Weekly Update:
So, I realize it has been a few weeks since I have posted a weekly update. Sorry about that. New habits are hard to establish sometimes, and I plain just forgot about it. But that is no reason to throw it all out, so here I am.
This week was a good week. The big issue was that I ran out of paper. I didn’t realize I was so close to being out because I thought I had some new paper somewhere. Turns out, nope, I didn’t. I was going to continue/restart my revision of Cipher with Holly Lisle’s How To Revise Your Novel (Affiliate link), but it involves printing out your manuscript and as I was about to add paper, well… Anyway, so I printed off the first 50 pages and have ordered paper, which I will get on Saturday of next week. So February is looking like it is NOT going to be revision week. I will continue with the website work.
Book Review:
The book I am reviewing this month is The Likeness by Tana French. I really need to reread it. It is gripping and intense. The story is a murder investigation through undercover work. The main character is a detective who, because her appearance is so strikingly similar to the victim’s, goes undercover as the victim, pretending that she is not really dead, so that the suspects might give themselves away and she can find out who killed her double.
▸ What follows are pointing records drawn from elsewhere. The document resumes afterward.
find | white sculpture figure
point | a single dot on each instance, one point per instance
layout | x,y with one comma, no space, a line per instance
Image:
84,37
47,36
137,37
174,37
It has very believable training, and explores the nature of identity: how much is internal and how much is what our actions are. How memory plays into it. But it is not a literary novel; it is mainstream suspense. I was so engrossed in the story that it colored everything in my life, and I felt I was really there, even when I wasn’t reading. The description was realistic and yet totally alien to anything I’ve ever done. That combination was obsessive.
This is the second book in the Dublin Murder Squad series, but the books are only very loosely connected. There was one small event in this book that recalled the previous book, In the Woods, which is also a great novel (but which I don’t remember at all, unfortunately — I guess I need to reread that one, too!), but otherwise, the plots were completely different and unrelated.
The main thing I took from The Likeness is a deep questioning of who I am as a person, and how much of that depends on my actions, my beliefs, and my memories. Who are we really?
In Closing:
Have you explored questions of identity? Has a book ever made you question yourself? How do you continue to define and create your authentic self?